On the Theoretical Foundation of Sparse Dictionary Learning in Mechanistic Interpretability

As AI models achieve remarkable capabilities across diverse domains, understanding what representations they learn and how they process information has become increasingly important for both scientific progress and trustworthy deployment. Recent works in mechanistic interpretability have shown that neural networks represent meaningful concepts as directions in their representation spaces and often encode diverse concepts in superposition. Various sparse dictionary learning (SDL) methods, including sparse autoencoders, transcoders, and crosscoders, address this by training auxiliary models with sparsity constraints to disentangle these superposed concepts into monosemantic features. These methods have demonstrated remarkable empirical success but have limited theoretical understanding. Existing theoretical work is limited to sparse autoencoders with tied-weight constraints, leaving the broader family of SDL methods without formal grounding. In this work, we develop the first unified theoretical framework considering SDL as one optimization problem. We demonstrate how diverse methods instantiate the theoretical framework and provide rigorous analysis of the optimization landscape. We provide novel theoretical explanations for empirically observed phenomena, including feature absorption and dead neurons. We design the Linear Representation Bench, a benchmark that strictly follows the Linear Representation Hypothesis, to evaluate SDL methods with fully accessible ground-truth features. Motivated by our theory and findings, we develop feature achoring, a novel technique applicable for all SDL methods, to enhance their feature recovery capabilities.
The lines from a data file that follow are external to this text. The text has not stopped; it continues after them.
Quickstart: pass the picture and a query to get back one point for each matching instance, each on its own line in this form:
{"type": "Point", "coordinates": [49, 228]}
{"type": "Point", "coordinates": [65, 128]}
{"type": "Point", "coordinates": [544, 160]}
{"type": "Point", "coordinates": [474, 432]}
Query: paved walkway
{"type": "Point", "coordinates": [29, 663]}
翻译：随着人工智能模型在多个领域展现出卓越能力，理解它们学习何种表示以及如何处理信息，对于科学进步和可信部署都变得日益重要。机制可解释性领域的最新研究表明，神经网络将有意义的概念表示为表示空间中的方向，并经常以叠加方式编码多种概念。各种稀疏字典学习方法，包括稀疏自编码器、转码器和交叉编码器，通过训练具有稀疏性约束的辅助模型，将这些叠加概念解耦为单语义特征，从而解决这一问题。这些方法已展现出显著的实证成功，但其理论基础尚不完善。现有的理论工作仅限于具有权重绑定约束的稀疏自编码器，使得更广泛的稀疏字典学习方法缺乏形式化基础。在本工作中，我们首次提出了一个将稀疏字典学习视为单一优化问题的统一理论框架。我们展示了不同方法如何实例化该理论框架，并对优化景观进行了严格分析。我们为实证观察到的现象（包括特征吸收和死亡神经元）提供了新颖的理论解释。我们设计了严格遵循线性表示假设的基准测试平台——线性表示基准，用以在完全可访问真实特征的条件下评估稀疏字典学习方法。受我们的理论和发现启发，我们开发了一种适用于所有稀疏字典学习方法的新技术——特征锚定，以增强其特征恢复能力。